Color. Dark, archival, restrained. The red accent only marked the contradictory phrase inside the quote. The palette read as primary source material, not attack ad.
Card format. Built for sharing, not reading. Standalone image, citation legible at social-media resolution, source verifiable in under 30 seconds.
Pacing. Slow release. No firehose. Each piece had time to breathe and be discussed before the next one arrived.

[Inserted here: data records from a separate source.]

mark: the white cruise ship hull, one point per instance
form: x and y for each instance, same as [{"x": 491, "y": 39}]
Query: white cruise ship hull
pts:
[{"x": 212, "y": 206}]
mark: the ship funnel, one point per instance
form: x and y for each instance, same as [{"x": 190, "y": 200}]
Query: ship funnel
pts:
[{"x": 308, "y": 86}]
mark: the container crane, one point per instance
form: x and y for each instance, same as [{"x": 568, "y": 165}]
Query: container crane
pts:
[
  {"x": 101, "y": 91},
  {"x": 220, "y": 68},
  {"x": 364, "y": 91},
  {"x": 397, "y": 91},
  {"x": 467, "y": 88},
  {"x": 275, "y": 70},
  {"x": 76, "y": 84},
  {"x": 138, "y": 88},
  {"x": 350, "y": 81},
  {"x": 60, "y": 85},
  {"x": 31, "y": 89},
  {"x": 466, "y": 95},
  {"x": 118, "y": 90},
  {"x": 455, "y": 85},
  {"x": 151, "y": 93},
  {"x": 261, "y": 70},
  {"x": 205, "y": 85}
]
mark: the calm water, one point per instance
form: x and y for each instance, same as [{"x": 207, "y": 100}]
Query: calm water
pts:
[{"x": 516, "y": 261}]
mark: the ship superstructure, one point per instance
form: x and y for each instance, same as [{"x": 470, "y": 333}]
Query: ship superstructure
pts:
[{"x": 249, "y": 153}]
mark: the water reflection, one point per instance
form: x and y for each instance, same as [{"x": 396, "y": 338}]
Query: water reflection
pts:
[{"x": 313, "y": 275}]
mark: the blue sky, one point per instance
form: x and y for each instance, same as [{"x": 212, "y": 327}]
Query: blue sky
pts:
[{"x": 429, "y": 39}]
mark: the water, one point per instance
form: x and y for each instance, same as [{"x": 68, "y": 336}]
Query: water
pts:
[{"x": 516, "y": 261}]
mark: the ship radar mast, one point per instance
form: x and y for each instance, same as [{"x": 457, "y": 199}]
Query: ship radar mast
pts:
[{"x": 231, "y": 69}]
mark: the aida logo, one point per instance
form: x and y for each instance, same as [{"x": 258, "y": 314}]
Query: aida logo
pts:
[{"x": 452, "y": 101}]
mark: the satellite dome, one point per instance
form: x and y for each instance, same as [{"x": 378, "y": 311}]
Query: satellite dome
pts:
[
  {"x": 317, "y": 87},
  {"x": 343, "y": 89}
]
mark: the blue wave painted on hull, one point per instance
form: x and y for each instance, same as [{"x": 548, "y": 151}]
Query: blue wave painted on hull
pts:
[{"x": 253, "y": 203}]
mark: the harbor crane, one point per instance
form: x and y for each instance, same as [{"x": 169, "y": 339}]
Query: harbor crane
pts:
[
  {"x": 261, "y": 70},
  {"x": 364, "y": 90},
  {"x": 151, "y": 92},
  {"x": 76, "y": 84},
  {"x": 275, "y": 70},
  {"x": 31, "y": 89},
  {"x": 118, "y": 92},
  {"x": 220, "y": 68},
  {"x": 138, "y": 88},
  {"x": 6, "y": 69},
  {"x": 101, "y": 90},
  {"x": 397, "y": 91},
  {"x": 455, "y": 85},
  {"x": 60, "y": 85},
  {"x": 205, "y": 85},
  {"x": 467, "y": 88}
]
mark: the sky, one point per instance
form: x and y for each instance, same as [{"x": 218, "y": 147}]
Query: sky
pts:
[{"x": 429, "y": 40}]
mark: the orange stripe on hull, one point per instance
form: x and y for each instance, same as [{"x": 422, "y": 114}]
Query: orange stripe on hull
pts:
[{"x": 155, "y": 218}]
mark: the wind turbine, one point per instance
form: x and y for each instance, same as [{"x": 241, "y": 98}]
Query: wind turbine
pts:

Defensibility. The first defense was always going to be "that's anti-Mormon distortion." The citation wasn't supporting metadata. It was the path from "that can't be true" to "I can check this." That path was the whole game.
- 01Source authority
Anchors the claim inside an official source. Reduces the first defense before it can fire.
- 02Background treatment
Historical portrait at low opacity. Tonal gravitas without competing with the quote.
- 03Primary quote field
Large, high-contrast type for social-media legibility. The quote is the artifact.
- 04Contradiction marker
A single red underline isolates the tension. The only chromatic note on the card.
- 05Citation block
Publication, year, page. The path from "that can't be true" to "I can check this."
- 06Brand signature
Quiet ownership across a high-volume system. The only marker this isn't official material.
How people used it
Beyond the platform
The project moved beyond social media. I presented at the 2018 Sunstone Symposium, which led to a feature article in Sunstone Magazine — "The Memeing of Mormonism" — and the methodology got attention not as advocacy but as a case study in design and persuasion.
I also wrote and published the book.
After four years inside the work, I handed the platform to a team willing to carry the methodology forward. It still runs at missedinsunday.com.
The transfer
The methodology I built here shows up in everything I design now. Not the religious content. The emotional architecture.
It shows up in how I approach any product where the user resists the thing that would help them: onboarding that asks for vulnerability, health products that surface difficult truths, financial tools that make avoidance visible, AI workflows that challenge existing habits, community products where trust has to be earned before behavior can change. Hiki's consent-first onboarding for neurodivergent users runs on the same principle — enter through the user's existing framework, then introduce the different model.
Meet them where they are. Introduce dissonance from within their own framework. Create space for them to find their own conclusion. Don't close too fast.
Every product I design now has a version of that person in it: the one who resists the thing that would help them. This is where I learned to design for them instead of around them.